この材料は、結晶の向きによって、金属のように機能する側面と、ガラスや半導体の特性を示す側面を持っています。この特性を基に、研究チームはMoOCl2を円盤状のナノ構造に加工し、金薄膜を組み合わせることで、さらにその特性を引き出しました。
研究の成果
成果として、光の偏光方向を切り替えるだけで、光を「集める」機能と「ためる」機能を独立に制御できることが実証されました。また、同じ波長領域において両機能が干渉せずに動作することが確認され、デバイス設計における高い柔軟性が示されました。
この技術は、高感度光センサーや超小型光スイッチ、さらには光情報処理デバイスといった、今後のテクノロジーにおいて重要な役割を果たす可能性を秘めています。
研究者からのコメント
三澤教授は、「光を『集める』機能と『ためる』機能を同時に持つナノ構造を実現できたことは、今後の光センサーや光情報デバイスの設計に向けた新たな希望をもたらしている」とコメントしています。

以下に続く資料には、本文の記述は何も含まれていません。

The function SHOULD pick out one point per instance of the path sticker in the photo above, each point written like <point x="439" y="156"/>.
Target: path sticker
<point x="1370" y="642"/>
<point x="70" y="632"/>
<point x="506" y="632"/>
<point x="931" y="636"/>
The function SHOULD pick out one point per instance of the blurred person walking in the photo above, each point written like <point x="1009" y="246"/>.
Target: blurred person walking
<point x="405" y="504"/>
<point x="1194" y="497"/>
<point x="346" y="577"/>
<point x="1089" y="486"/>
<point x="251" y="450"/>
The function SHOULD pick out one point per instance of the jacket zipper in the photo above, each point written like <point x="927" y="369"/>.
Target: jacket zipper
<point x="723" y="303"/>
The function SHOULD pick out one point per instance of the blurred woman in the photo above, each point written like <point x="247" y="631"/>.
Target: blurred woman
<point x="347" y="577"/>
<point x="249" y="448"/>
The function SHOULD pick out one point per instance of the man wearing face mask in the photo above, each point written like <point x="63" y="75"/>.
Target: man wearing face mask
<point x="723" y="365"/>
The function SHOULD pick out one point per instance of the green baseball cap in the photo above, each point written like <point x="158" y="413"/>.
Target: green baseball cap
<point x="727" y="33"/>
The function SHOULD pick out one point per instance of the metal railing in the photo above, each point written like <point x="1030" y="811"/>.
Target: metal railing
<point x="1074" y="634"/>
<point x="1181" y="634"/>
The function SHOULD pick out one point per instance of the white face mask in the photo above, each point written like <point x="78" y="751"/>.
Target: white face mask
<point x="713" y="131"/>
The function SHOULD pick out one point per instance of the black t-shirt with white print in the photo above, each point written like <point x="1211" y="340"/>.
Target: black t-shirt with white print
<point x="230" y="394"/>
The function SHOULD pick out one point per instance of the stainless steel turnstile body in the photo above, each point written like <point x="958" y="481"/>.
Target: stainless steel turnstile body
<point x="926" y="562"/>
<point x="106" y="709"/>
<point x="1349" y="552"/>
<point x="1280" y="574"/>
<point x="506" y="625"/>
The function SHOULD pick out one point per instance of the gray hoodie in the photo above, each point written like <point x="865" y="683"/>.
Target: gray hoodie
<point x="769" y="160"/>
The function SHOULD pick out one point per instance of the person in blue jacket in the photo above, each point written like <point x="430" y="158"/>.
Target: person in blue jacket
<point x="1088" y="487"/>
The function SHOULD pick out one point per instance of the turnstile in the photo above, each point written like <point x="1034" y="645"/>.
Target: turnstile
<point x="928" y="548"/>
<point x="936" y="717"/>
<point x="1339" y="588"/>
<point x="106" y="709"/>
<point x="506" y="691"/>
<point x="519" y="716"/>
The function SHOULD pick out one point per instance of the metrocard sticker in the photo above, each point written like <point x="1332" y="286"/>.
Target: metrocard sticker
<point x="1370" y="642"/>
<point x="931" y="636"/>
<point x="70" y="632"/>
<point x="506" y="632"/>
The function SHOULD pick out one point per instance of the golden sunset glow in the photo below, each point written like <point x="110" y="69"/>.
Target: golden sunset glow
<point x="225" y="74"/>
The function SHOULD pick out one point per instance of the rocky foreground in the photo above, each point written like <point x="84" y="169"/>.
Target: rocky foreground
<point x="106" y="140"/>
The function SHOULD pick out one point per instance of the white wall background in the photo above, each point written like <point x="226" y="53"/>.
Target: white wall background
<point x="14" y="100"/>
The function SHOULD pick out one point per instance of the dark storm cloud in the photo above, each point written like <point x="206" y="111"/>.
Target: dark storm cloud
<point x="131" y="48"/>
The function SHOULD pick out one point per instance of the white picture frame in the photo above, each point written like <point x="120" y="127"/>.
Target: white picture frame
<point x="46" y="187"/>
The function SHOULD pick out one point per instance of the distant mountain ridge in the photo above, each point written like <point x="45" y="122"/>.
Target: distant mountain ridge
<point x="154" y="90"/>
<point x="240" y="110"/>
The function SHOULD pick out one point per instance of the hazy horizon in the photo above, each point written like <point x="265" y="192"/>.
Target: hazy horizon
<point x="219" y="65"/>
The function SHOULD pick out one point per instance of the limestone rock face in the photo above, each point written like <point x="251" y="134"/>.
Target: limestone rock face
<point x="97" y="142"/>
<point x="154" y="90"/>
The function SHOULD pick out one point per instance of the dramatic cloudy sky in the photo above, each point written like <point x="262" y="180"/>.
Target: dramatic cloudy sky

これからの研究がどのように発展していくのか、期待が高まります。
今後の展望
本研究の成果は、2026年6月20日発行の学術誌『ACS Nano』に掲載される予定であり、広く学術界に認められるものと期待されます。研究チームは、これを機にさらなる研究を進め、実用化につながるプロジェクトへとつなげていく考えです。
光技術の進化は、さまざまな分野に革命をもたらす可能性があります。今後、岡山大学と北海道大学の共同研究がどのように進展していくのか、注目していきたいと思います。